Piper begins by clarifying terms. Money is currency representing specific quantities of value; sex is experiencing, seeking to have, or seeking to give “erotic stimulation”; and power is “the capacity to get what you want.” (17-19) He cautions that surface definitions, however, are likely to cover only the proverbial tip of such icebergs as “covetousness, greed, fear, envy, and cravings for safety, prestige, or control.” Piper describes these “foundational realities” necessary to a biblical understanding and explains (from Romans 1-3) why sinful man’s inclination is to exchange God’s glory for life patterns of lesser worth.
The middle section of the book outlines the dangers inherent to each gift—placing a higher value on the gift than the Giver will reveal itself in different ways.
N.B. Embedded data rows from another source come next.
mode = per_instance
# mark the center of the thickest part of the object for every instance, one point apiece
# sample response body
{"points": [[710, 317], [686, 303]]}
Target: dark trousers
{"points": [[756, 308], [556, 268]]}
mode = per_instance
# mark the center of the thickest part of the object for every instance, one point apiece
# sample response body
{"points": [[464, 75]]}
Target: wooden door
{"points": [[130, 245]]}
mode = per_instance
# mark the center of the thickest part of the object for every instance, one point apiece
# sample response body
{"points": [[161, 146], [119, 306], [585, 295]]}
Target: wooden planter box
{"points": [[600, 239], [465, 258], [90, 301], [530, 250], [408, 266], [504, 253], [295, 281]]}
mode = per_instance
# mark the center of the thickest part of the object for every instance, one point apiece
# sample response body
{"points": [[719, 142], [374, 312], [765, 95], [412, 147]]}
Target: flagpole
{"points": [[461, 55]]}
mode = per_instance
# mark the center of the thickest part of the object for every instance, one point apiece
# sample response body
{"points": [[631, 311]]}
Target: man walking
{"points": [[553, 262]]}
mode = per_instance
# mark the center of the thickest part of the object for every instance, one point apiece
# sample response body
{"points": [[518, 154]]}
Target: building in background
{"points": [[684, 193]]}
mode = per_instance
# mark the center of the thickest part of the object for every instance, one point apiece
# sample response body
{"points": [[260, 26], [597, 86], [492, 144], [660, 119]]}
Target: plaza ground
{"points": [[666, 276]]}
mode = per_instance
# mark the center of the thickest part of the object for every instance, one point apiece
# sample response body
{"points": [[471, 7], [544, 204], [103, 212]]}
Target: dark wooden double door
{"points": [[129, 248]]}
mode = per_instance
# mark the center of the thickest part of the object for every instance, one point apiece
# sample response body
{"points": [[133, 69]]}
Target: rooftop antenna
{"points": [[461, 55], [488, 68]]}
Same-sex relationships are the clearest evidence of a disordered sexuality, but any illicit relationships are uniquely damaging to the body (I Cor. 6:18). A consuming pursuit of money deceives us into thinking material things more satisfying than God. Power has the potential not only for accomplishing evil but the personal exaltation even of those who use it for good.
Piper compares sex, money, and power to planets orbiting the sun. Following the gravitational pull of any other star will draw them out of orbit, resulting in chaos. We were created to center our lives around the all-satisfying glory of God; when anything else becomes the most important, the outcome is ruin and destruction.
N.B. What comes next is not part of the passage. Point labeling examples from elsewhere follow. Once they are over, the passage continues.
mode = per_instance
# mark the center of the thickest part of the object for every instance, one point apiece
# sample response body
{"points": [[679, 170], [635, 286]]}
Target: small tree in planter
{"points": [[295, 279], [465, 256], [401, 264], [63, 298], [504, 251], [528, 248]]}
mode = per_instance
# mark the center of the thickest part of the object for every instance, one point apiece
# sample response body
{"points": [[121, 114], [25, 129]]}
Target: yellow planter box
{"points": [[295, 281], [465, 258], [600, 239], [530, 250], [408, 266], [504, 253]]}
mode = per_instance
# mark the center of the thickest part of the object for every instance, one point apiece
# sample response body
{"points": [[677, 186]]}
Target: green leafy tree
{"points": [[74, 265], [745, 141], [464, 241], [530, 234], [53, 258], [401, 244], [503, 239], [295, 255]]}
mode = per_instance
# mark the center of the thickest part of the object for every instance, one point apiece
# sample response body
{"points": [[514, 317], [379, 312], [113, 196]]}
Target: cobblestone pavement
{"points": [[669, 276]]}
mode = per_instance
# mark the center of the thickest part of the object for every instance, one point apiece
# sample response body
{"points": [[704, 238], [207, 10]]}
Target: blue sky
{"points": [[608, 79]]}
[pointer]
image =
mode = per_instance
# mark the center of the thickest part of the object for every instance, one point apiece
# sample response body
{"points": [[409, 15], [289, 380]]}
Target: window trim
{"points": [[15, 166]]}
The last two chapters are about “deliverance and deployment”: how the gospel delivers us from legal guilt, sin, and spiritual blindness into a progressively deeper treasuring of God’s glory. Returning these three gifts to their proper place actually offers them back to us in a fuller form than we could have imagined while clutching them tightly as ends in themselves. Piper cautions against “false religions” that suggest all three were results of the Fall.
This book is short and easily read, with excellent material. From a purely literary perspective, however, John Piper is first and foremost a preacher; and as preachers must do, he repeats his ideas in order for the “congregation” to remember them. The resulting sermon in book form is somewhat wordy and repetitious—yet the advantage is that the central theme will percolate in the mind and not be quickly shaken off. Living in the Light is a book worth reading and sharing.